Demanding Accountability Isn’t (Just) About Shouting and Making Noise: Reflections From GMNHC2015 Day 1
Accountability ran through today’s offerings at the GMNHC, both those explicitly dedicated to the topic and others I attended. I chose the title for this blog from the opening remarks made by Betsy McCallon, Executive Director of the White Ribbon Alliance global secretariat, in WRA’s panel entitled “Demanding Accountability for Quality Maternal and Newborn Health Services: Lessons Learned and Best Practices”.
She pointed out that while demanding accountability might conjure visions of people protesting in the streets (and this is one important tactic), it is much more than that.
Accountability is a process. McCallon went on to define the demanding of accountability as a systematic process that includes analysis of barriers, identification of context-specific solutions, targeted goal-setting and attention to results, scaling up successes and learning from less successful attempts (my paraphrasing).
WRA National Alliance representatives described the steps they undertook to hold health systems and decision-makers accountable for commitments to ensure availability of emergency maternal and newborn health (MNH) services in Tanzania and Uganda, to legislate women’s entitlement to respectful maternity care through a Safe Motherhood bill in Nepal, and to hold facilities responsible for providing quality care in India through a cellphone-based citizen monitoring program that simultaneously educates women on their entitlements and empowers them to rate the quality of the services they receive.

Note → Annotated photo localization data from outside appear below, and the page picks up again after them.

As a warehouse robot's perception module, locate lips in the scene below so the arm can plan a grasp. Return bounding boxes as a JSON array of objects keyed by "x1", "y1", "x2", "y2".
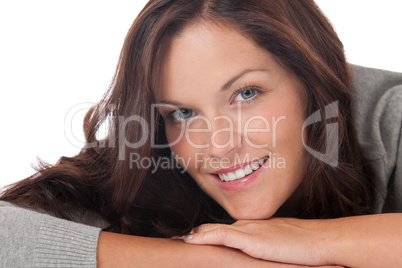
[{"x1": 216, "y1": 156, "x2": 269, "y2": 182}]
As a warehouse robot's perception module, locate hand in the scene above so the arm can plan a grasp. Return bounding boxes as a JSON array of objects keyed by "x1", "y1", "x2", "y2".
[{"x1": 184, "y1": 218, "x2": 333, "y2": 265}]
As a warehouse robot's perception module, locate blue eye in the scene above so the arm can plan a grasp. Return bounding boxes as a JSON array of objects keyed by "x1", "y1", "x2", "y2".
[
  {"x1": 173, "y1": 109, "x2": 193, "y2": 121},
  {"x1": 234, "y1": 88, "x2": 257, "y2": 101}
]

Accountability is also a mindset. Accountability to stakeholders and beneficiaries has to be built into both the design and the evaluation of health programs and policies. Abhijit Das, from the Centre for Health and Social Justice in India, a panelist in the session titled “The Role of Evaluations in Bridging Inequities: Experiences from Latin America, Asia and Africa,” made this point passionately. He asked participants to critically question the assumption that the priority interventions for saving maternal and newborn lives are known and it simply a matter of getting them to marginalized communities in all corners of the globe, pointing instead to the great diversity reflected in these populations. He criticized the current strategy for addressing inequities as “policy fundamentalism”: to identify gaps and then simply intensify efforts using the same approaches. Instead, he exhorted the audience to listen to key stakeholders, to understand their lived experience and their key concerns, and to design and evaluate programs on the basis of how well they meet the needs and expectations of women who experience inequities in access, availability, acceptability and quality of MNH services.
Das pointed out that all women are concerned with survival of pregnancy and childbirth, for themselves and their babies; he said that by pushing people into a system they do not understand, that doesn’t match their experiences or meet their needs, and then faulting them for not complying, we convey the message that we believe they are naïve and ignorant and that we know best. He concluded that this leads to disempowerment of communities, and sets the stage for coercion and stigmatization of their already marginalized members within health care delivery systems.
In 2011, under the umbrella of the UN Secretary-General’s Global Strategy for Every Woman, Every Child, the Commission on Information and Accountability for Women’s and Children’s Health (CoIA) was created. One of the key goals of CoIA was to propel budget transparency to track the flow of resources for women’s and children’s health, and to monitor the return on investments in the form of measurable results.
Today, a multi-sector panel presented on the Global Financing Facility (GFF), a shared financing partnership created and launched in support of the updated Global Strategy 2.0 for Every Woman, Every Child and Every Adolescent, which aims to fulfill many of these functions. The GFF is a multi-stakeholder financing partnership that will pool resources from multiple donors, the private sector, and governments themselves, to ensure adequate resources are available to finance costed national plans that are based on context-specific priorities and national investment cases, and to track expenditures and return on these investments and deliver financing based on results, with the ultimate goal of enabling and accelerating efforts to end preventable maternal, newborn, child and adolescent deaths by 2030. Four countries, the Democratic Republic of Congo, Ethiopia, Kenya and Tanzania are currently in the process of developing investment cases and negotiating financing packages through the GFF. Civil society representatives are participating in every stage of the project to ensure that issues of concern to communities, for example attention to equity, are addressed. This financing facility delivers on the promise of CoIA.
Today’s panels demonstrated amply that demanding accountability for MNH is much more than (just) shouting and making noise.